Alors que le marché des véhicules électriques (VE) continue de se densifier, les géants technologiques tentent de s’y imposer. Mais si certains parviennent à marquer des points, d’autres voient leurs ambitions s’effriter. Un cas d’école ? Xiaomi, le constructeur chinois, qui a réussi à lancer avec succès sa première berline électrique, la SU7, tandis qu’Apple a officiellement abandonné son projet après des années de développement. Comment expliquer cette divergence ?
L’écosystème intégré : une arme stratégique
Xiaomi n’est pas qu’un fabricant de smartphones. En Chine, la marque s’est imposée comme un acteur majeur de l’écosystème connecté, proposant une gamme étendue de produits – éclairage intelligent, purificateurs d’air, robots aspirateurs – tous pilotés via une application unique. Cette intégration a joué un rôle clé dans le déploiement de la SU7. Contrairement à Apple, dont l’approche reste centrée sur des produits individuels, Xiaomi mise sur une synergie globale.
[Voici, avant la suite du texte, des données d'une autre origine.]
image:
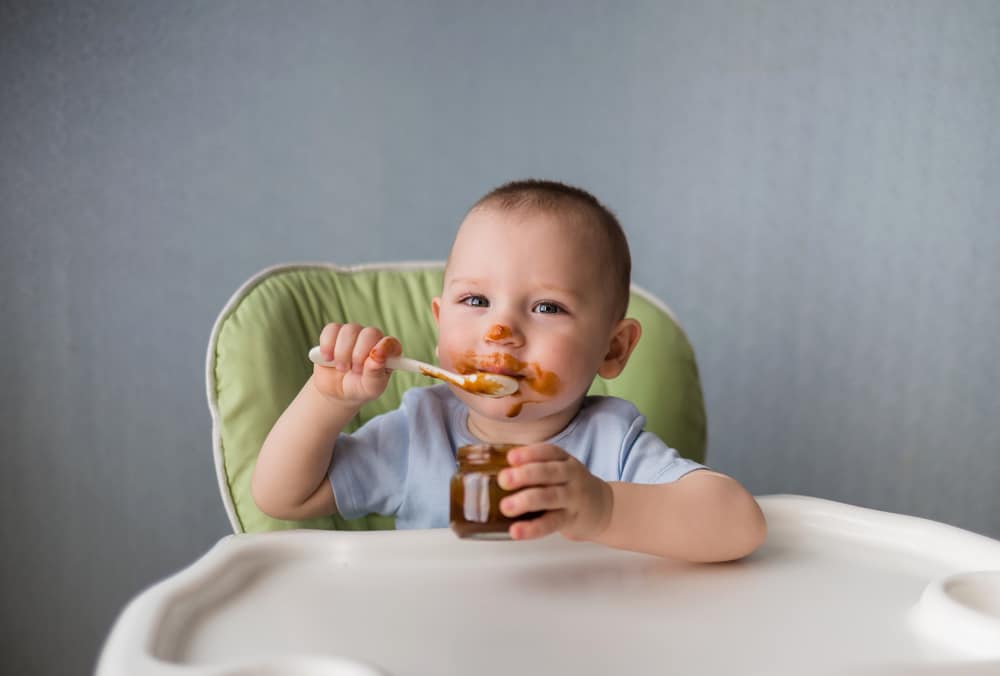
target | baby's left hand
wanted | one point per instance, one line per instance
(576, 503)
La SU7 incarne cette philosophie. Le véhicule ne se contente pas d’offrir un système de divertissement avancé ; il interagit avec les autres appareils connectés de l’utilisateur. Par exemple, les données collectées par les dispositifs domestiques permettent à la voiture d’optimiser la recharge de sa batterie en fonction des habitudes du conducteur. « Tout est interconnecté. C’est une valeur ajoutée que peu de concurrents peuvent égaler », souligne un analyste du secteur.
Le rôle crucial de la chaîne d’approvisionnement locale
La rapidité avec laquelle Xiaomi a développé sa SU7 s’explique aussi par son ancrage dans l’écosystème industriel chinois. Le pays dispose d’une chaîne d’approvisionnement complète pour les VE, des batteries aux composants électroniques. Le constructeur a notamment noué des partenariats avec des leaders comme CATL et BYD pour sécuriser ses approvisionnements en batteries.
En rachetant une usine de production à Beijing Automotive Group, Xiaomi a pu démarrer sa fabrication sans délai. Cette agilité contraste avec les difficultés rencontrées par Apple, qui dépendait de collaborations internationales (Toyota, Hyundai, Porsche) finalement abandonnées en 2023.
Un marché domestique hyperconcurrentiel… et un avenir incertain
Si Xiaomi a réussi son entrée sur le marché des VE, les défis restent immenses. En Chine, la concurrence fait rage : plus de 300 constructeurs se disputent un marché saturé. Parmi eux, des rivaux aguerris comme Huawei, qui développe également des véhicules intelligents intégrés à son écosystème technologique.
Malgré cela, Xiaomi ne recule pas. La SU7, inspirée du design de marques européennes premium, combine esthétisme et innovations technologiques. Son lancement a d’ailleurs coïncidé avec une baisse notable des ventes de certains constructeurs étrangers en Chine, signe d’un repositionnement du marché.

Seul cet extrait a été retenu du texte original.